Le sentiment de sécurité, la santé mentale, la confiance dans les institutions et la densité des liens sociaux façonnent la qualité de vie autant, sinon plus, que le revenu moyen. Une société où l’on respire un air pur, où les enfants apprennent dans des écoles accueillantes, et où les quartiers disposent d’espaces publics vivants, cultive une prospérité durable. Mesurer ces dimensions, c’est concevoir la croissance comme un chemin vers la liberté réelle, pas simplement l’accumulation matérielle.

Comptabiliser les forêts, les sols, l’eau, la biodiversité et la stabilité du climat change notre regard sur la prospérité. Les comptes de capital naturel, alimentés par des données satellites, des capteurs et des inventaires rigoureux, révèlent les tendances invisibles à court terme. Une économie florissante qui respecte les limites planétaires préserve ses marges de manœuvre futures. Sans cela, la croissance d’aujourd’hui devient la dette écologique de demain, avec des risques systémiques pour la santé et l’alimentation.

Le bien-être ne se réduit pas au pouvoir d’achat; il inclut la santé, l’éducation, la liberté de choix et le temps libéré pour la famille, la culture, le repos. Mesurer l’accès aux soins, la qualité pédagogique, l’équité numérique et l’usage du temps permet d’estimer les capabilités réelles des personnes. Une hausse de productivité qui compresse le temps de vie sans augmenter l’épanouissement est un progrès ambigu. Notre boussole doit intégrer ce que l’on vit, pas seulement ce que l’on produit.

Au-delà des inégalités de revenus, la mobilité sociale, la sécurité d’emploi, les salaires décents et la capacité à épargner déterminent l’inclusion. Un taux de croissance associé à des contrats stables, à la formation continue et à la participation des employés raconte une histoire plus solide. Des indicateurs comme la dispersion salariale, l’accès au crédit éthique ou la part d’emplois de qualité montrent si la prospérité se diffuse réellement, ou si elle se concentre et fragilise la cohésion.

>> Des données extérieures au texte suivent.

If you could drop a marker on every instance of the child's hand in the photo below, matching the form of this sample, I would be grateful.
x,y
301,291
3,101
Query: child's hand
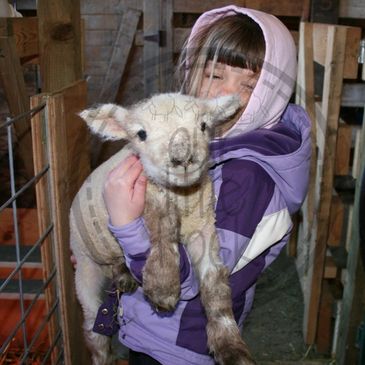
x,y
124,192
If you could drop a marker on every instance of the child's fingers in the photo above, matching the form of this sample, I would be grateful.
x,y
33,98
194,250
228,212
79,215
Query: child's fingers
x,y
132,174
123,166
139,189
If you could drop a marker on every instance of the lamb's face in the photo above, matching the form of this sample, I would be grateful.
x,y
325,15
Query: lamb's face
x,y
170,132
171,136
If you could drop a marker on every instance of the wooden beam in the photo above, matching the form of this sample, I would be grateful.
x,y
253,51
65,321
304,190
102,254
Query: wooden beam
x,y
12,80
334,66
343,149
354,288
59,43
279,7
324,11
44,217
305,98
67,147
180,35
324,335
336,221
25,32
151,51
353,36
121,50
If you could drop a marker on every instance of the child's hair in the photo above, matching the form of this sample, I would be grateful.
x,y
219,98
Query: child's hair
x,y
235,40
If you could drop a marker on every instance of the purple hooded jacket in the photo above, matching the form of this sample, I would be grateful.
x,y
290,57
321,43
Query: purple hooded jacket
x,y
260,175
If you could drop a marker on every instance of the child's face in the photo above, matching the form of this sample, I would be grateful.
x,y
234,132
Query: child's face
x,y
228,80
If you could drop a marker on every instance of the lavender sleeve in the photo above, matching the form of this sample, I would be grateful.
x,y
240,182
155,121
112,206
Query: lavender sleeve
x,y
135,242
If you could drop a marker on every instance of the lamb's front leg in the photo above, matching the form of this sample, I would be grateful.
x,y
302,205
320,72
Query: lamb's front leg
x,y
224,339
161,273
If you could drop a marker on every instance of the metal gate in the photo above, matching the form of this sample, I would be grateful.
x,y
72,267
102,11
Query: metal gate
x,y
30,308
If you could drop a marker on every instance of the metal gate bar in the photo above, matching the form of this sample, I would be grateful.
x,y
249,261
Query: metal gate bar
x,y
28,345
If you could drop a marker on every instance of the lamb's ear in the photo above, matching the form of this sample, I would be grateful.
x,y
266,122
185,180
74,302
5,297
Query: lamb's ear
x,y
222,107
107,121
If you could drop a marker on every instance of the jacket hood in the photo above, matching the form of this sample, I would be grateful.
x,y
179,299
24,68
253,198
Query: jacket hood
x,y
276,82
283,151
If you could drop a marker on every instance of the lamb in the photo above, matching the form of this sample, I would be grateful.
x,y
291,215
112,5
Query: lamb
x,y
170,133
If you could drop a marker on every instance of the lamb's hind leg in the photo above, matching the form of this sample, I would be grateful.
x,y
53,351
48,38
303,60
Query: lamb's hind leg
x,y
89,285
224,339
161,279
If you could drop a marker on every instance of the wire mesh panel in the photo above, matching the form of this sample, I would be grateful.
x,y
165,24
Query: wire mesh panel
x,y
29,307
41,318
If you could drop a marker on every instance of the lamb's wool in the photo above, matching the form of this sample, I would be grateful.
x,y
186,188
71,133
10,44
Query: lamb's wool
x,y
170,133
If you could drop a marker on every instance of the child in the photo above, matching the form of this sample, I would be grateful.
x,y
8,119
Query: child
x,y
259,167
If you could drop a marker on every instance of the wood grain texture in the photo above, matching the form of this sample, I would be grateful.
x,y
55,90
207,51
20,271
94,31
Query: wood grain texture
x,y
12,80
59,43
67,146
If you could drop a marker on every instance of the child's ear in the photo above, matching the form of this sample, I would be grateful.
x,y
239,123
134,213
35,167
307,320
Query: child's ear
x,y
221,108
107,121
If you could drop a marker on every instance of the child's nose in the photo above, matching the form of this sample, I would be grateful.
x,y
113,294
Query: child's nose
x,y
229,87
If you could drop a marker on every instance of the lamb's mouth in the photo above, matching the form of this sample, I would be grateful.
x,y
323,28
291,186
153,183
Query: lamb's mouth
x,y
185,174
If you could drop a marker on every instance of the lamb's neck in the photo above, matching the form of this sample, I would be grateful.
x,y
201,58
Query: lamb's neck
x,y
183,199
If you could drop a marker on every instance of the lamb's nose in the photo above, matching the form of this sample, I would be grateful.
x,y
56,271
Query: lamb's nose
x,y
182,161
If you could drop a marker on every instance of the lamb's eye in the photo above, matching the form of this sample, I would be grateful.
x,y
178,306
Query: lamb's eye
x,y
142,135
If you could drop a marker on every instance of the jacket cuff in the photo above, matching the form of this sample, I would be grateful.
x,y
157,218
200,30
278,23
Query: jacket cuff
x,y
132,237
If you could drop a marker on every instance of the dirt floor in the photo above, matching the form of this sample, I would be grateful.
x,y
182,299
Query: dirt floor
x,y
273,330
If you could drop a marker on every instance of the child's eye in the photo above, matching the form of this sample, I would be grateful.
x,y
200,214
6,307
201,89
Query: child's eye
x,y
248,87
142,135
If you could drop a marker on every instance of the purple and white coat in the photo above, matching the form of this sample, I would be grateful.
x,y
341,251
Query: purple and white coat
x,y
260,172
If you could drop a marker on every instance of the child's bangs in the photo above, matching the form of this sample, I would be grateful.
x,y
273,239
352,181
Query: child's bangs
x,y
235,58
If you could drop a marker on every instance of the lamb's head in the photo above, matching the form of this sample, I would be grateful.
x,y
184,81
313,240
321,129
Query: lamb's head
x,y
170,132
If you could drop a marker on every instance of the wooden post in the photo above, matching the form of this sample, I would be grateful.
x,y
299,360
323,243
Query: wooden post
x,y
325,11
327,122
121,49
12,80
67,147
59,43
157,45
44,215
354,287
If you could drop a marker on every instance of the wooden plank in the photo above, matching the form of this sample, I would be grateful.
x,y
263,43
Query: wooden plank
x,y
279,7
25,32
12,80
334,66
354,288
343,149
92,7
100,37
44,215
102,21
122,46
324,335
95,54
27,226
151,52
324,11
352,9
166,47
59,43
353,37
336,221
67,164
305,98
180,35
330,268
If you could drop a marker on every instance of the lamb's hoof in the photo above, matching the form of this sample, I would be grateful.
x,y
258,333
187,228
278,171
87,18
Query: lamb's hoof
x,y
234,355
162,299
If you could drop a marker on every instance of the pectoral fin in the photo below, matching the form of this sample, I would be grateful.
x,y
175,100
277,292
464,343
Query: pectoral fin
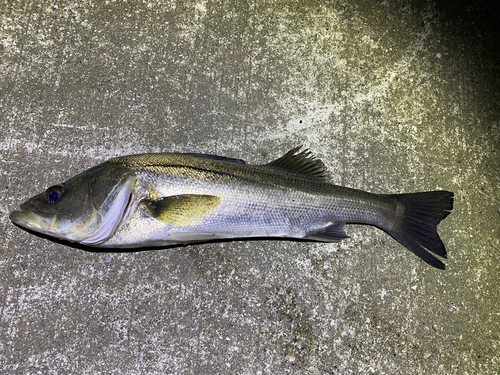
x,y
182,210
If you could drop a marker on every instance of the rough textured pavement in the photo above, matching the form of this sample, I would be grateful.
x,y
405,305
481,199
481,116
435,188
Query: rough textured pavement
x,y
393,96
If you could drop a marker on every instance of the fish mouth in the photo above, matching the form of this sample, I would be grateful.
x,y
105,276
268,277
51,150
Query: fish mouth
x,y
32,220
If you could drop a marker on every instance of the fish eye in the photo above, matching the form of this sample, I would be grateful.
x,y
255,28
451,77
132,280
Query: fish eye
x,y
53,193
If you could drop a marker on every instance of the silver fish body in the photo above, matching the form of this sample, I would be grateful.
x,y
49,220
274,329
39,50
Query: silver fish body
x,y
167,199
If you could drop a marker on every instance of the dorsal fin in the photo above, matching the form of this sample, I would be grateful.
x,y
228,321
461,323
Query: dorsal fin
x,y
301,163
216,157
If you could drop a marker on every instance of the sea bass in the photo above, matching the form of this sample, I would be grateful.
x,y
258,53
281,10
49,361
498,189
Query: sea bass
x,y
166,199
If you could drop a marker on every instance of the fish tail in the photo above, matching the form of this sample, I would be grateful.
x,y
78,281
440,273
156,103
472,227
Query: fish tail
x,y
416,228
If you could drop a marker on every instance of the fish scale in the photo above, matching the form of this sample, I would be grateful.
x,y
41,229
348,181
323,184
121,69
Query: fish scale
x,y
167,199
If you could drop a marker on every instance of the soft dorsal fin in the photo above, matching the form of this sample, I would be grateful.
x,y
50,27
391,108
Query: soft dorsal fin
x,y
215,157
301,163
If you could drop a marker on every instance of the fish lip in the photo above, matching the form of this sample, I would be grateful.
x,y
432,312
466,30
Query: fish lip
x,y
32,220
20,218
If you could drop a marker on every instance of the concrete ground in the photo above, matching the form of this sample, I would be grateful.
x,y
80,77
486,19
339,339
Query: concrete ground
x,y
393,96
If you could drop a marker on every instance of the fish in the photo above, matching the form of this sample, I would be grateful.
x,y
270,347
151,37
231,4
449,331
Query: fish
x,y
166,199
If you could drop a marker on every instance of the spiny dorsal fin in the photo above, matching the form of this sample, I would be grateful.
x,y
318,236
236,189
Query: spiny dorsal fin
x,y
181,210
301,163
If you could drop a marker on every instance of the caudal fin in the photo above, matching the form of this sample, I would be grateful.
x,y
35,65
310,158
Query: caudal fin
x,y
417,230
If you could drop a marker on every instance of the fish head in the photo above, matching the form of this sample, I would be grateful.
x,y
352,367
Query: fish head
x,y
87,208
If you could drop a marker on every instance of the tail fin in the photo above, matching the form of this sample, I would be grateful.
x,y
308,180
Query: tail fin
x,y
417,230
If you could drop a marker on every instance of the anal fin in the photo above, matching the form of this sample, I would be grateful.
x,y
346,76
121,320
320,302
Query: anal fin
x,y
331,233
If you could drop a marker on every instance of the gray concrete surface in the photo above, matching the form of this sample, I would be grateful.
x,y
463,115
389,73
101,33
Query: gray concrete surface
x,y
392,96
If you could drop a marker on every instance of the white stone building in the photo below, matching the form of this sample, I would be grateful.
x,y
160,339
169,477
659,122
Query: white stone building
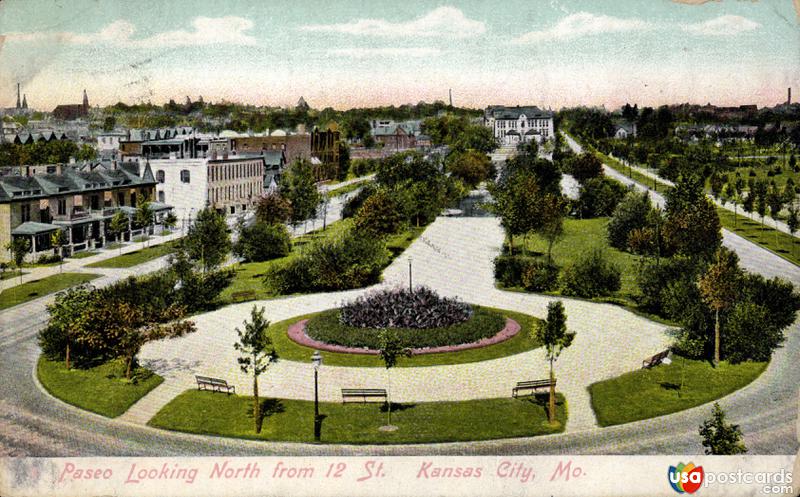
x,y
512,125
230,184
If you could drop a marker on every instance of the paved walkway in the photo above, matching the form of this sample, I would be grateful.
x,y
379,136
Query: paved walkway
x,y
454,256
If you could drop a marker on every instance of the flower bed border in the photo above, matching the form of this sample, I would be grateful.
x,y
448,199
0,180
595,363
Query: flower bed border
x,y
297,333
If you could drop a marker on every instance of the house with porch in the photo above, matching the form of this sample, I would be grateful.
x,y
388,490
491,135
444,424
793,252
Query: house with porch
x,y
81,203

En 2019, le gouvernement a structuré ses priorités autour d’objectifs de bien-être, finançant la santé mentale, la réduction de la pauvreté infantile et la transition bas-carbone. Des indicateurs transversaux, suivis dans le temps, orientent l’allocation des ressources. Les ministères collaborent au-delà des silos pour maximiser l’impact social. Les leçons principales: aligner le budget sur des résultats de vie, accepter des investissements à retour long, et rendre compte publiquement des progrès comme des difficultés.

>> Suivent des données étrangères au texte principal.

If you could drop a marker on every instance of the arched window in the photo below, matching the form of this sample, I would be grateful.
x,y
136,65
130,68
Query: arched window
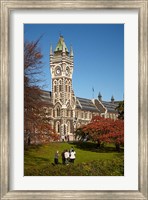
x,y
58,127
68,127
58,111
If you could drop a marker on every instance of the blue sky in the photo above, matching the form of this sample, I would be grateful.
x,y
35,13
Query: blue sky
x,y
98,55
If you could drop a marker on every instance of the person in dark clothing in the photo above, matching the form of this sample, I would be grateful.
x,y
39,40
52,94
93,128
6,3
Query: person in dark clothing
x,y
56,158
63,157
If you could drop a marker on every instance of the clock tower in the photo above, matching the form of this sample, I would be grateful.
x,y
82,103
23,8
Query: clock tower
x,y
61,67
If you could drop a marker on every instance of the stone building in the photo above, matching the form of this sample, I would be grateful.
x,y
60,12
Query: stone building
x,y
68,112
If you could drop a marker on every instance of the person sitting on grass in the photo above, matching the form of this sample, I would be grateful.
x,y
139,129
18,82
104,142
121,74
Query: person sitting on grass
x,y
66,154
56,158
72,156
63,157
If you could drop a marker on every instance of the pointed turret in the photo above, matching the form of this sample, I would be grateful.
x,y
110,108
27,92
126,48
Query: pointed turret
x,y
112,99
100,96
71,51
51,52
61,46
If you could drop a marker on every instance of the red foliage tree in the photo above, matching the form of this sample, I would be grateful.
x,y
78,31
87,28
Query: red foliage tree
x,y
37,128
104,131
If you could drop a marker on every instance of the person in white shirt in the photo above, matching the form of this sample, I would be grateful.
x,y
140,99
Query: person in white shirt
x,y
72,156
66,154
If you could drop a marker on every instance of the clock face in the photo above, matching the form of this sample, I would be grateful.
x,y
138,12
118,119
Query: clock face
x,y
67,70
58,71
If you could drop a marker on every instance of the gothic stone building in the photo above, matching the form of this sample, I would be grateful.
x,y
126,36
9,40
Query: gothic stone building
x,y
68,112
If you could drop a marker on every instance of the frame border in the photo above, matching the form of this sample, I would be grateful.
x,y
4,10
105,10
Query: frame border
x,y
142,7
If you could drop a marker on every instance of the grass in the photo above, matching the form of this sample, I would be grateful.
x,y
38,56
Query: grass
x,y
90,161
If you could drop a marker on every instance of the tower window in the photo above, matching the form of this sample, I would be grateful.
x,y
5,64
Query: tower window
x,y
58,111
60,88
55,88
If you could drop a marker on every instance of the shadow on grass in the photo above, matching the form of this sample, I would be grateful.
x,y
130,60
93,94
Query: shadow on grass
x,y
90,146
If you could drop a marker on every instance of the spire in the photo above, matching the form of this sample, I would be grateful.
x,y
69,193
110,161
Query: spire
x,y
71,51
112,99
100,96
61,46
51,53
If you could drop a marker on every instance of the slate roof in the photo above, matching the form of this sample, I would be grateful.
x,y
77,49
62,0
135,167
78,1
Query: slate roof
x,y
86,104
61,44
111,106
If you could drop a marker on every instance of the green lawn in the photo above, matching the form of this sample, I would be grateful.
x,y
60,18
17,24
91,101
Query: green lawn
x,y
38,160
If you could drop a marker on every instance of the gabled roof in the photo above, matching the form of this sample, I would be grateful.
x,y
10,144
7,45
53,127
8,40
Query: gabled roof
x,y
86,104
110,106
46,96
61,45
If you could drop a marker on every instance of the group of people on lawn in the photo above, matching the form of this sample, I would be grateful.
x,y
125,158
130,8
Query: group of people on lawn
x,y
67,156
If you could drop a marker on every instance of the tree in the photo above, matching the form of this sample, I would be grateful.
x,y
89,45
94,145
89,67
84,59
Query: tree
x,y
37,126
103,130
120,109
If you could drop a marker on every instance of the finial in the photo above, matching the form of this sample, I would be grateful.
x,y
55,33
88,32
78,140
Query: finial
x,y
51,53
112,99
100,96
63,48
71,51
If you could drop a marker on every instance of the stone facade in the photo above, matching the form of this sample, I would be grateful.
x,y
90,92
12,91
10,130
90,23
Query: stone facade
x,y
68,112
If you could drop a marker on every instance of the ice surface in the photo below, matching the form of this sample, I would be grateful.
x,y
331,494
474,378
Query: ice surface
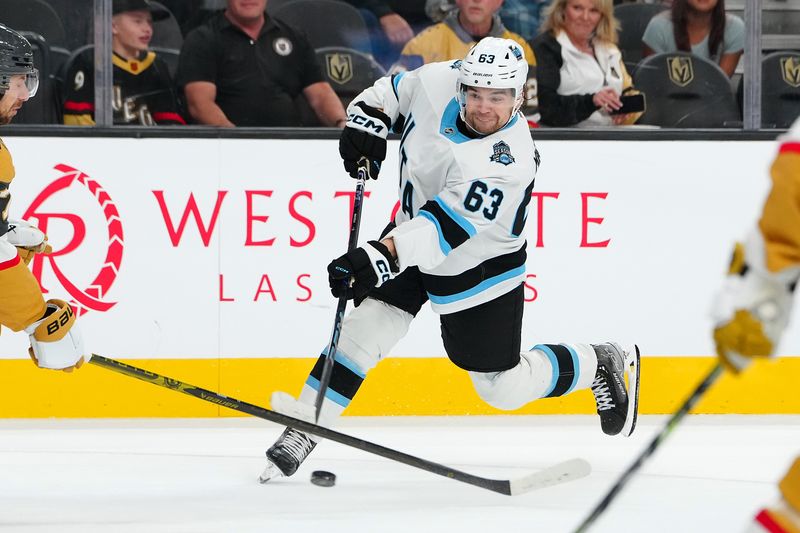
x,y
200,476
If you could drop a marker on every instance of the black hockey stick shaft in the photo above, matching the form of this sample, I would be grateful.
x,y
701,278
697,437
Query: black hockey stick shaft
x,y
671,424
355,224
495,485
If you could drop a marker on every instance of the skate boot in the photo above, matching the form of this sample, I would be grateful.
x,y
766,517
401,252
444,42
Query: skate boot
x,y
617,404
285,456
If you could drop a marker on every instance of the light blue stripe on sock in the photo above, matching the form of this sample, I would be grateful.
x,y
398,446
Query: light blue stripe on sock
x,y
345,361
553,362
330,394
575,365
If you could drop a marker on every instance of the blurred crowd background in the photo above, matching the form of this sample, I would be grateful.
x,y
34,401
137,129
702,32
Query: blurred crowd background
x,y
298,63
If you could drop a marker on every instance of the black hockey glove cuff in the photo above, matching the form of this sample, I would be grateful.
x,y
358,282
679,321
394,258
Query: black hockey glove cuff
x,y
360,270
364,138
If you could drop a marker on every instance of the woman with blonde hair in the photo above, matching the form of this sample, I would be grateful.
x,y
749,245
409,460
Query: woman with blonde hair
x,y
580,71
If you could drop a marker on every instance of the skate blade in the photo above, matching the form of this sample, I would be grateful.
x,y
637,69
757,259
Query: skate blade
x,y
632,372
270,472
286,404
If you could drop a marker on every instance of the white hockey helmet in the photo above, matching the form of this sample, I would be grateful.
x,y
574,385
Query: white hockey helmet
x,y
493,63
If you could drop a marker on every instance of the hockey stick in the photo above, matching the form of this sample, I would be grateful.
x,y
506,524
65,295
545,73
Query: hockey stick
x,y
652,447
559,473
355,223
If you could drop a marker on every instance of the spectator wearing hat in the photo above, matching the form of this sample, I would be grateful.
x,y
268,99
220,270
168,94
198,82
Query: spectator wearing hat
x,y
144,93
244,68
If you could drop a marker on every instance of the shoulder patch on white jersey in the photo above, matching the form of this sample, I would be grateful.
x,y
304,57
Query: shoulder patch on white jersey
x,y
501,153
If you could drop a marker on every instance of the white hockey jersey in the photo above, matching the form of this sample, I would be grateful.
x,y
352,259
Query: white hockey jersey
x,y
464,198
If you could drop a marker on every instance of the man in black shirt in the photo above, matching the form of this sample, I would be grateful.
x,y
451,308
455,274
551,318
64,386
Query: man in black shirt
x,y
243,68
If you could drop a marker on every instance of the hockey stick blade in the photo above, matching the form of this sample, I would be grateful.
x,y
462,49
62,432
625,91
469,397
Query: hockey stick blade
x,y
651,448
560,473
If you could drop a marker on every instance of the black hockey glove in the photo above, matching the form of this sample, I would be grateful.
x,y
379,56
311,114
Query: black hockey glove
x,y
364,138
360,270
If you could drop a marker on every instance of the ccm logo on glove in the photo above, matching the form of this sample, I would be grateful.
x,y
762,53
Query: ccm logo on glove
x,y
55,324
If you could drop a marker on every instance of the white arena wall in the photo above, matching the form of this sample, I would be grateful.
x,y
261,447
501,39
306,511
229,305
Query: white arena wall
x,y
205,259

Le Bhoutan évalue la prospérité à l’aune de la culture, de l’environnement, de la bonne gouvernance et du bien-être psychologique. Ce cadre a permis de préserver des écosystèmes et un patrimoine vivant. Cependant, il soulève des questions de comparabilité internationale et d’applicabilité dans des économies plus vastes. La leçon utile: relier les politiques publiques à des valeurs collectives explicitement débattues, tout en renforçant la rigueur statistique pour assurer la crédibilité et la transférabilité des indicateurs.

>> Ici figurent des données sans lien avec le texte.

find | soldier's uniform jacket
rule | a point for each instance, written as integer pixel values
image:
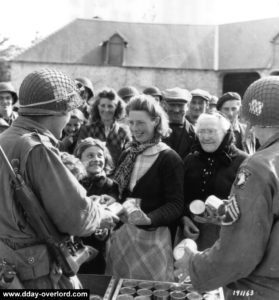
(62, 197)
(245, 257)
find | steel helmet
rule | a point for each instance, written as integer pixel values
(260, 104)
(48, 92)
(8, 87)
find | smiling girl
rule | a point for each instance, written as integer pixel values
(152, 173)
(106, 111)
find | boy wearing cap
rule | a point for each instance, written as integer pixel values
(86, 92)
(46, 99)
(229, 104)
(197, 105)
(183, 135)
(245, 257)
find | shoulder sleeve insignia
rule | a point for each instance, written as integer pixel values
(232, 212)
(241, 178)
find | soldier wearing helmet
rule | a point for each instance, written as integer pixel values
(8, 97)
(86, 90)
(46, 100)
(245, 258)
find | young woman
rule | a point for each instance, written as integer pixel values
(152, 173)
(97, 162)
(106, 111)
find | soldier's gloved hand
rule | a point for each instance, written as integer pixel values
(190, 230)
(106, 199)
(138, 218)
(101, 234)
(108, 219)
(210, 216)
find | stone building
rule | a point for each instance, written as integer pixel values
(217, 58)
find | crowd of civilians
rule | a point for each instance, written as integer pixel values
(165, 148)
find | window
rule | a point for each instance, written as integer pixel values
(115, 50)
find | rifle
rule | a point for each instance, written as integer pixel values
(68, 252)
(8, 278)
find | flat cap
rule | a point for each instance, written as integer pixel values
(177, 95)
(201, 93)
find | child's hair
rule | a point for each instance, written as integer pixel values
(74, 164)
(89, 142)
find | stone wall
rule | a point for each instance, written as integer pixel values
(117, 77)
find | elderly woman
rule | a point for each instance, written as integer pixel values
(106, 111)
(150, 173)
(209, 170)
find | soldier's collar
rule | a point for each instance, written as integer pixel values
(270, 141)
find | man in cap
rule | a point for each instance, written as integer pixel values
(46, 99)
(183, 135)
(127, 92)
(154, 92)
(197, 105)
(8, 97)
(245, 257)
(212, 106)
(229, 104)
(86, 91)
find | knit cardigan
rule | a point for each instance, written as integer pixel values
(161, 189)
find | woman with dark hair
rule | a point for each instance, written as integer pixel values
(107, 110)
(96, 159)
(210, 169)
(150, 175)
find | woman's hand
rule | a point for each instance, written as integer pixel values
(210, 217)
(101, 234)
(190, 230)
(140, 219)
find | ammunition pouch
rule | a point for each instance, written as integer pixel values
(30, 262)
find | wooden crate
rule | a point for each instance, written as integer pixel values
(100, 285)
(219, 293)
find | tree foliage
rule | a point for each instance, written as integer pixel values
(8, 51)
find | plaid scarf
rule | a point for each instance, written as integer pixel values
(127, 161)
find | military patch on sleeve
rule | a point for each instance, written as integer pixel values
(241, 178)
(232, 212)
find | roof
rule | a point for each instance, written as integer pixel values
(244, 45)
(149, 45)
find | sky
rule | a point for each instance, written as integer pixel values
(26, 20)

Au niveau européen et dans plusieurs métropoles, des tableaux de bord associent climat, inclusion, logement, mobilité, santé et participation citoyenne. Ces instruments aident à hiérarchiser les investissements, suivre les effets des politiques de transport, et évaluer l’adaptation climatique. Les villes qui réussissent publient des données ouvertes, fixent des objectifs chiffrés, et co-construisent les priorités avec les habitants. La transparence crée un cercle vertueux: meilleure appropriation, corrections plus rapides, et résultats tangibles.